Re-Humaning in the Era of Big Bros
On beach days, reclaiming our lives and non-compliance
Image and text by John Beske and Marla RoseIn these polarized times, one thing that unites us is the recognition of how absolutely, well, shitty, everything has become, at least in the United States. While enshittification was originally coined to describe the worsening quality of online platforms, I think it’s reasonable to just go ahead and carry over that to apply to other aspects of life, because why not? Enshittification is clearly afoot much more broadly and we shouldn’t be constrained by pedants, especially not with such a perfect word, especially not when there is so much of it. With the internet and daily life linking up inextricably in their commitment to degradation, there is no escape from it anyway.

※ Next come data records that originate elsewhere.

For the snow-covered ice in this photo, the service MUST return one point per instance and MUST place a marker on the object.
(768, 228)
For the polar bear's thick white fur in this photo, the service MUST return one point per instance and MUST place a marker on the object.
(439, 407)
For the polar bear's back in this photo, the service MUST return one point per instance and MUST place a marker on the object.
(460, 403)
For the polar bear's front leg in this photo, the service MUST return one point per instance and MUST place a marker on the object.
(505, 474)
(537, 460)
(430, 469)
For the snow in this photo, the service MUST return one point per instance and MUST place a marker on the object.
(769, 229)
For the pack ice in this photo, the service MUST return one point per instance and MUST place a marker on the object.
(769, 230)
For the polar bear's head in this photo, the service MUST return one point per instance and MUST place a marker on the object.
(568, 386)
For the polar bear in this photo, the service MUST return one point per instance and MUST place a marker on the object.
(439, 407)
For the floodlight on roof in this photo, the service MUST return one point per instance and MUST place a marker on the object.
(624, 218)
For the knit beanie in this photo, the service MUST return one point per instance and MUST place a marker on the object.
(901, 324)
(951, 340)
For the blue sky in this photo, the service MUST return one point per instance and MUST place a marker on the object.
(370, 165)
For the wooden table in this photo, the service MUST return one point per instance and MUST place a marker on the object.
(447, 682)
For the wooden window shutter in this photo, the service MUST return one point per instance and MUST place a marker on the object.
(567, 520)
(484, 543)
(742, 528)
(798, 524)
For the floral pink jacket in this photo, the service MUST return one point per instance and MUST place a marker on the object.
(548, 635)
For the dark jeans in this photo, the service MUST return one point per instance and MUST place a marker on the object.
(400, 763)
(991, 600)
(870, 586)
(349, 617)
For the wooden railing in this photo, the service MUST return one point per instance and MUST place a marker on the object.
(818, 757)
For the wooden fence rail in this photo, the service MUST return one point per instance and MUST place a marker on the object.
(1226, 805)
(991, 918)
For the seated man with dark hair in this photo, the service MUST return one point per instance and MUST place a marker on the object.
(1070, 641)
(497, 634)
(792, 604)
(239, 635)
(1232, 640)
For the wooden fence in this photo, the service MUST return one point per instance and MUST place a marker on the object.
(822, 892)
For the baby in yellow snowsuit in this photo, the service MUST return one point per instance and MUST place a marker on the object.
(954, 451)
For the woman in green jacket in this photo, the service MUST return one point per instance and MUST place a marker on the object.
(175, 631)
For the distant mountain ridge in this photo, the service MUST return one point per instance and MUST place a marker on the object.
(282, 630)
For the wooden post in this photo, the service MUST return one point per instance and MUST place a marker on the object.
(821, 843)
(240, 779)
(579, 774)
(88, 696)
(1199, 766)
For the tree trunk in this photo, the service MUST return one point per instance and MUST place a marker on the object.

Image and text by John Beske and Marla RoseLiving under an emboldened, brakes-off authoritarian rule and all that encompasses, we can’t even properly dissociate online for a few minutes because the internet –obnoxious, frustrating, spring-loaded with ugly ads and clown cars of endlessly exiting scammers and trolls – is not much better than real life. It’s a mirror world of our lived shitty experience. With the phones and the tabs and the notifications and the alert noises and the backed up emails, is there any wonder why so many of us are distracted, irritated and out of sorts? Every day, we’re the main course in a tech-driven, data-hungry, algorithm-scanning feeding frenzy. The good news is that many of us who are paying attention are starting to cut or reduce ties to the products and bad actors that attach themselves to us and feed off us like unholy, insatiable leeches.
In a culture and economy of extraction – extracting priceless natural resources for cheap, disposable goods; extracting our data for the cost of use; extracting our phone numbers to track our spending habits in exchange for occasional discounts; extracting our attention through clickbait to make a website’s numbers look good for advertisers; a stranger on social media extracting our peace so we can seethe and feed an algorithm’s relentlessly ravenous engine – pouring into ourselves and starving the bros at least of us seems like a reasonable and worthwhile step toward freedom and empowerment.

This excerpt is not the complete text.